The Rise of Class Actions in the UK and Continental Europe: Risks and Opportunities
“The Rise of Class Actions in the UK and Continental Europe: Risks and Opportunities,” an article by Akin Gump partner Richard Hornshaw and counsel Jenny Arlington, has been published by Risk & Compliance.
The article looks at the rise of class actions from the standpoint of “risks and compliance challenges for a number of corporations,” but also from the standpoint of offering “business opportunities to certain market participants.”
The authors start by looking at the rise of class actions in the U.K. and Europe and the four factors driving that increase:
- “[B]oth the judiciary and the legislature seem to be providing significant support enabling this development.”
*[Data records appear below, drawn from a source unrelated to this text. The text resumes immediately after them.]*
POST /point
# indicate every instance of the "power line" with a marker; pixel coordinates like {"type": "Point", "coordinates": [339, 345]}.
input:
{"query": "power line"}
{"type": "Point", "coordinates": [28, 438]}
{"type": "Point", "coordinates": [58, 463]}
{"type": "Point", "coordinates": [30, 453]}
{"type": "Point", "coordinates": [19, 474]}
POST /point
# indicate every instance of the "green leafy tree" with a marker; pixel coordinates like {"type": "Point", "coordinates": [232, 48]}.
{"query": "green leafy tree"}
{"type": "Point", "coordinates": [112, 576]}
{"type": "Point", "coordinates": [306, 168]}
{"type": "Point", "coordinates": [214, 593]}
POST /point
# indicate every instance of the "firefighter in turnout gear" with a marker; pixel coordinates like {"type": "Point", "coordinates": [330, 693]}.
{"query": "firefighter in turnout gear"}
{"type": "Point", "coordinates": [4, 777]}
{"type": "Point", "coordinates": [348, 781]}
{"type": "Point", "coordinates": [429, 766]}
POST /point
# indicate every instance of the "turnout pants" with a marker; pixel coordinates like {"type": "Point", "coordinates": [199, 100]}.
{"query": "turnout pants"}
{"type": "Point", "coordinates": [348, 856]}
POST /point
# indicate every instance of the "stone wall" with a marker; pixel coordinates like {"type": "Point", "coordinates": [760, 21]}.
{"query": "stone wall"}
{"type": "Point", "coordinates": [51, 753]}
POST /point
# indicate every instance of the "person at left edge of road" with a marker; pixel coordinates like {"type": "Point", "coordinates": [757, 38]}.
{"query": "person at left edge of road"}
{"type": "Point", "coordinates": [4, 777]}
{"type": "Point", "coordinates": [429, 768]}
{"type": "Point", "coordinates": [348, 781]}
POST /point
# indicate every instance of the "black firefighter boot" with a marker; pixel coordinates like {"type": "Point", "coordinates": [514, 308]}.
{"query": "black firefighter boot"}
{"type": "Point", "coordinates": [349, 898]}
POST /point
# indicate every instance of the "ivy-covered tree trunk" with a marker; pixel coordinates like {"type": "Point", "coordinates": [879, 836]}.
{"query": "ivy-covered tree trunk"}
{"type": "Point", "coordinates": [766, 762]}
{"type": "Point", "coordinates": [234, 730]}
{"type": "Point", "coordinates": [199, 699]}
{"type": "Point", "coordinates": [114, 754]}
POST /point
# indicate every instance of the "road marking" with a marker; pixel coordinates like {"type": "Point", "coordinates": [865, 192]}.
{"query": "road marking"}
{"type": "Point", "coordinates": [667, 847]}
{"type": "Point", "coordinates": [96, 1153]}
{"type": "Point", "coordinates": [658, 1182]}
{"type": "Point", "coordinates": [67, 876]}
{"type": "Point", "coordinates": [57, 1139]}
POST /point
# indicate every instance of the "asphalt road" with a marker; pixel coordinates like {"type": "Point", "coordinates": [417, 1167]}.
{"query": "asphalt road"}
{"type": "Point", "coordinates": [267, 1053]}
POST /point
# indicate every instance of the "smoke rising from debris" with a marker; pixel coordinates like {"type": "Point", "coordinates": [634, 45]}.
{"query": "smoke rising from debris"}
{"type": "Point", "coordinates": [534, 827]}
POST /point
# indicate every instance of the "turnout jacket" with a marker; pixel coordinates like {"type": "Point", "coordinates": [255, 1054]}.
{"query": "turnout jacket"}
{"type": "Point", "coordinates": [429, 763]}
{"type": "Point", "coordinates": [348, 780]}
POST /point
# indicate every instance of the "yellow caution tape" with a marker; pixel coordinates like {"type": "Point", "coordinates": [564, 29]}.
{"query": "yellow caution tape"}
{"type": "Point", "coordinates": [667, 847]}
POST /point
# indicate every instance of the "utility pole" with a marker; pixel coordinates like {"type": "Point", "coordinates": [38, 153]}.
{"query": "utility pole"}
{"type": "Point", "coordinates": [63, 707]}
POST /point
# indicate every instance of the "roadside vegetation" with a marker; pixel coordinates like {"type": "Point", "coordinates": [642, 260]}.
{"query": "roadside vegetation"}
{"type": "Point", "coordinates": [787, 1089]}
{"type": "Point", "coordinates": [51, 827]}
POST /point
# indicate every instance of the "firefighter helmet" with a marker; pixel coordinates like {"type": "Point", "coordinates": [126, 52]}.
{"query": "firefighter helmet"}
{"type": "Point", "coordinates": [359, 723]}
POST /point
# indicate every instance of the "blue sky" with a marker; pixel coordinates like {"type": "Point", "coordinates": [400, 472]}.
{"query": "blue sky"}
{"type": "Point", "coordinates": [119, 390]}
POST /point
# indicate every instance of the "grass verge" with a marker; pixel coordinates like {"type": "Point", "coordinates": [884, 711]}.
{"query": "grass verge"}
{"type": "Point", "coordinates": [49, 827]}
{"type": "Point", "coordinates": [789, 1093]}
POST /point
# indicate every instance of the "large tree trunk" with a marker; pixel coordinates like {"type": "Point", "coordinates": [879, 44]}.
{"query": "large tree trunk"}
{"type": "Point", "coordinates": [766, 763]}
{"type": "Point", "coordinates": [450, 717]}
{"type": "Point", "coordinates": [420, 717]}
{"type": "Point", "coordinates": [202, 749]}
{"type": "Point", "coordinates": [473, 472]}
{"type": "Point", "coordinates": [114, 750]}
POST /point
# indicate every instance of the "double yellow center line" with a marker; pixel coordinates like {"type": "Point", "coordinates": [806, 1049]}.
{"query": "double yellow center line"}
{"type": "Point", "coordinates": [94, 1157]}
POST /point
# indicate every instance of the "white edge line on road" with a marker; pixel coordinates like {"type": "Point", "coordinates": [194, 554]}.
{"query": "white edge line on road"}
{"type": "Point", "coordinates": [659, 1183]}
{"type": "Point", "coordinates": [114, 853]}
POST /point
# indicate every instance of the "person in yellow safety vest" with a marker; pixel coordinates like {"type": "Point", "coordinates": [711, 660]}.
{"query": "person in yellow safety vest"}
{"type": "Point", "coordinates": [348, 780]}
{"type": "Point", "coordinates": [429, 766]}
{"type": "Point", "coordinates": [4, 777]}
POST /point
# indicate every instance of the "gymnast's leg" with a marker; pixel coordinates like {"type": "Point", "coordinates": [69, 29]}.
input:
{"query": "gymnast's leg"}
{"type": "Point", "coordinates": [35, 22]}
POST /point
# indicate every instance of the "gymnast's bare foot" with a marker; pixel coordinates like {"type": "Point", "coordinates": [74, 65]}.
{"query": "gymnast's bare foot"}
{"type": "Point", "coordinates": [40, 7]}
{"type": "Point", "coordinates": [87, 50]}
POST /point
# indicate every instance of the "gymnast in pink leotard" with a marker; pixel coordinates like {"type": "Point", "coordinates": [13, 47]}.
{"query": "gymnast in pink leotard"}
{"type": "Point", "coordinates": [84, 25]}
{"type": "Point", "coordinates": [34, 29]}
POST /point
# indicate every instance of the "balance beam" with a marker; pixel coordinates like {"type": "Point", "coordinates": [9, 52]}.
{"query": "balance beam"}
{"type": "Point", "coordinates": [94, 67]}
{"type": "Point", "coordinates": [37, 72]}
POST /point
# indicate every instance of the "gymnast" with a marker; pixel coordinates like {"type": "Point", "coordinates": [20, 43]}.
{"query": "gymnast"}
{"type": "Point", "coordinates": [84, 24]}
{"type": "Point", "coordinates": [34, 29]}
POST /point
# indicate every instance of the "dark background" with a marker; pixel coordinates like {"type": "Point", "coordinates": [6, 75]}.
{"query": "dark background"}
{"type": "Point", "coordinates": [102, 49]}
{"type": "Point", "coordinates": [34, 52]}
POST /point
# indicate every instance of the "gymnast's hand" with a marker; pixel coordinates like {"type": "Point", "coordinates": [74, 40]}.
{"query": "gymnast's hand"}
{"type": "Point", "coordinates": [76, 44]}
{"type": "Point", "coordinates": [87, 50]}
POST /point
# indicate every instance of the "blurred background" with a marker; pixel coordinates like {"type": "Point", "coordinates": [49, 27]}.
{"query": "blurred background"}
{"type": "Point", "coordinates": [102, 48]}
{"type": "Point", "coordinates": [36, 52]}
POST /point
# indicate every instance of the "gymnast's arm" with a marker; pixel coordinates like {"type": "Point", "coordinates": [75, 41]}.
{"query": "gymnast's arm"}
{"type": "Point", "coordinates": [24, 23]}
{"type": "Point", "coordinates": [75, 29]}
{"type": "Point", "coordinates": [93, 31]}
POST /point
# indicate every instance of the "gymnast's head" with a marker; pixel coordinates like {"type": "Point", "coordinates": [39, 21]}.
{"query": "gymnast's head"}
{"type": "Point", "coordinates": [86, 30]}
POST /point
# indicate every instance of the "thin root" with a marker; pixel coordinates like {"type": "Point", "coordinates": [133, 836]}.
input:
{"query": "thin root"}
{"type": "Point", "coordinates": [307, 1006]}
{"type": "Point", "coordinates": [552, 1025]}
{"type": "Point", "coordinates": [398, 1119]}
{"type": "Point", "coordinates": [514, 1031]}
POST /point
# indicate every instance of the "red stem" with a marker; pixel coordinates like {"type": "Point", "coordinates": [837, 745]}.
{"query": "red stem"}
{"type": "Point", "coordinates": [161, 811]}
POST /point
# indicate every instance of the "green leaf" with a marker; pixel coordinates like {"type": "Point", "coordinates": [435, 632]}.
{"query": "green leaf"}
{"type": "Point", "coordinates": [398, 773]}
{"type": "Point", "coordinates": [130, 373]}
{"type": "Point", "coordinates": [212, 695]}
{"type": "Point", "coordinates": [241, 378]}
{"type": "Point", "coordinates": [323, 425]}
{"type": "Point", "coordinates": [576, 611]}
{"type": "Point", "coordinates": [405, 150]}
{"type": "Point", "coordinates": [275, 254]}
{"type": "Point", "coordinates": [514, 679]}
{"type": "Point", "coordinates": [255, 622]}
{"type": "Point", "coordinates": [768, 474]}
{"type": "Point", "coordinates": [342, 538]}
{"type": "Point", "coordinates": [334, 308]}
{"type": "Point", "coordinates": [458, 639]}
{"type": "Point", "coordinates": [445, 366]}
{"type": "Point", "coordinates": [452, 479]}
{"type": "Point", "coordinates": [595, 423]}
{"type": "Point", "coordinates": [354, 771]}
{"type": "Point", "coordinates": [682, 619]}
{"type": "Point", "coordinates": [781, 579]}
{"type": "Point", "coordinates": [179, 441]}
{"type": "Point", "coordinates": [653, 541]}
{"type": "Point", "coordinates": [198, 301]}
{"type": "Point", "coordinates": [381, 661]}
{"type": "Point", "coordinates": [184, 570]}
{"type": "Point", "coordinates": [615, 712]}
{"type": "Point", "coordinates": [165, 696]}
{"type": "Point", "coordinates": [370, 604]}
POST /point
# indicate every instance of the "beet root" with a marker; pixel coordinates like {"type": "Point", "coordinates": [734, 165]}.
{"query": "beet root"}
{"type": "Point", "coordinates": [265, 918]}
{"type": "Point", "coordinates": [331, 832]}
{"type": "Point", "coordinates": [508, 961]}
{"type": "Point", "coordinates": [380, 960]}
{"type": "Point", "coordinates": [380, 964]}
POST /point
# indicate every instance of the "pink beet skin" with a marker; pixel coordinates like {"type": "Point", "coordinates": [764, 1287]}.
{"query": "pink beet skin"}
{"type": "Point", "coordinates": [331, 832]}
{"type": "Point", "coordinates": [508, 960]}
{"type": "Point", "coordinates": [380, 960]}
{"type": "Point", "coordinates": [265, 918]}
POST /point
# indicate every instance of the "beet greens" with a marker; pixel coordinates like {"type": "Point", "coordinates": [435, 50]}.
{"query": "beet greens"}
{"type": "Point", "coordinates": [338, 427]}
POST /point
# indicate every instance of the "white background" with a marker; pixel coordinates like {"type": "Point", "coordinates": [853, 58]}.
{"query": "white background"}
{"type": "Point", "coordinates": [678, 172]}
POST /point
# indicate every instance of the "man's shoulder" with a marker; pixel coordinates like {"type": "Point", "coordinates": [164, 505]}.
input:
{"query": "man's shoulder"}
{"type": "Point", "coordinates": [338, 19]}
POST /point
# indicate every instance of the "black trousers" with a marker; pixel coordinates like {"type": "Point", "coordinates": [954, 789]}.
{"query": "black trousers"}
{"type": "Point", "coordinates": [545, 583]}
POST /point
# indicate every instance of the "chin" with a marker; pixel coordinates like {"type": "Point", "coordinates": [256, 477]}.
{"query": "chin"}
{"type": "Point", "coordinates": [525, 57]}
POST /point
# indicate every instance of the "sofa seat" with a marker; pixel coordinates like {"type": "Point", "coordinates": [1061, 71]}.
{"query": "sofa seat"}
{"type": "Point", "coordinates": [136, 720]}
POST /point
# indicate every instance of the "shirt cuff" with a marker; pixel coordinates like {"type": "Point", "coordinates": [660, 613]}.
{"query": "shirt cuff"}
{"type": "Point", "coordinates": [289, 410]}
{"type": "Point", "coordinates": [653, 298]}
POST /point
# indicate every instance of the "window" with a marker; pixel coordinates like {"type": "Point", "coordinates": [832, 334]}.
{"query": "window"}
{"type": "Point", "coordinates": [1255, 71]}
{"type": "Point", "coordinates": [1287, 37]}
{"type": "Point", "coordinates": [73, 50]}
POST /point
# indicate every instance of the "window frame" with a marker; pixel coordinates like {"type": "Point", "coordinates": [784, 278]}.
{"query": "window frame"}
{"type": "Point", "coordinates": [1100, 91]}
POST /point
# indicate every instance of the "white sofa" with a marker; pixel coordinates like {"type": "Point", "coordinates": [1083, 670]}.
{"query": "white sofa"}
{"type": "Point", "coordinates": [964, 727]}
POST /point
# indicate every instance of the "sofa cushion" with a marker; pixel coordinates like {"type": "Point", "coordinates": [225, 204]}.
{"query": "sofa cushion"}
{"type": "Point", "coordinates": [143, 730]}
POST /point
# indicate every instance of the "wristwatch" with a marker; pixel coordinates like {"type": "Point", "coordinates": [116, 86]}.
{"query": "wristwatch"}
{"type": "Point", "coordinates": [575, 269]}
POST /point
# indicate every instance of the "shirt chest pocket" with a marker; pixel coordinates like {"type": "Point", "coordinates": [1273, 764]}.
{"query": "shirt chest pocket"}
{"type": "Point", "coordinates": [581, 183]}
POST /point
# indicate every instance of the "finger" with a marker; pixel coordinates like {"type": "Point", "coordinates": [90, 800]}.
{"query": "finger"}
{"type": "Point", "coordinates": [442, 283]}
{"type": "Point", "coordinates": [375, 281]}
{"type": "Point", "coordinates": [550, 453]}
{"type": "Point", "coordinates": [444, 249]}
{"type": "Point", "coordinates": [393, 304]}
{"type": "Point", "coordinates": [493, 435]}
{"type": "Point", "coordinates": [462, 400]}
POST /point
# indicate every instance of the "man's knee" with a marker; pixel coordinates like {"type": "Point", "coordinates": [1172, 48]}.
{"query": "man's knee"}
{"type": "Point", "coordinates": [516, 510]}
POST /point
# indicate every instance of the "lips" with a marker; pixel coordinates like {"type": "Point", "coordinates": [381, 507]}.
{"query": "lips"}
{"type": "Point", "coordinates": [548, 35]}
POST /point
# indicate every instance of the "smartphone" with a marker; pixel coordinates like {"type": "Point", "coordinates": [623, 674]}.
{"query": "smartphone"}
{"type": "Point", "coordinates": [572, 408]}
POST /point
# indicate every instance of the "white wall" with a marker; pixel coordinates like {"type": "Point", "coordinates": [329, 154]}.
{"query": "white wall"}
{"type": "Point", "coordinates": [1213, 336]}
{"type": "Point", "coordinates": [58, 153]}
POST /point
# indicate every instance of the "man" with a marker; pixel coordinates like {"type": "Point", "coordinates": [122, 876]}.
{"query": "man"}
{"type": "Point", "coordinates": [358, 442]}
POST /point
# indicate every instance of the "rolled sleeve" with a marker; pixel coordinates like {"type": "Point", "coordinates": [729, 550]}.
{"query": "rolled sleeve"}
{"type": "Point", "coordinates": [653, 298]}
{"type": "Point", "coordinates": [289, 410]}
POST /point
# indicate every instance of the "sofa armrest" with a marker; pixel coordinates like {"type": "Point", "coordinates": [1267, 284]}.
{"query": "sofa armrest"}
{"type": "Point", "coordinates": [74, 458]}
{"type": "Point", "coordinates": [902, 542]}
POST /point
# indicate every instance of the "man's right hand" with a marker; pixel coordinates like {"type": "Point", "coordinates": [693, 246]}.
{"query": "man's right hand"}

- “[L]egal issues which are prime candidates for collective redress have received increased focus globally.”
- “[T]he economics of class action claims have shifted due to the rise of the attractive, on the claimant side, ‘opt out’ regime in certain jurisdictions, such as the Netherlands and the UK.”
- “The litigation funding market has significantly matured recently which makes claims possible that otherwise would not have been brought for financial reasons.”
The article then discusses two recent notable claims in the U.K.—the Merricks v Mastercard claim, and the Lloyd v Google claim—and looks at the significant impact that the EU’s Collective Redress Directive, due to be adopted by each member state, will have.
The authors close by noting “There is no doubt that the risk of an aggregate litigation being filed against an organisation in the UK and the EU has significantly increased, and is certainly set to increase further in particular in light of the implementation of the Directive in EU Member States. In light of that increased risk, organisations may wish to consider expediting any legal and compliance plans and programmes already in motion.”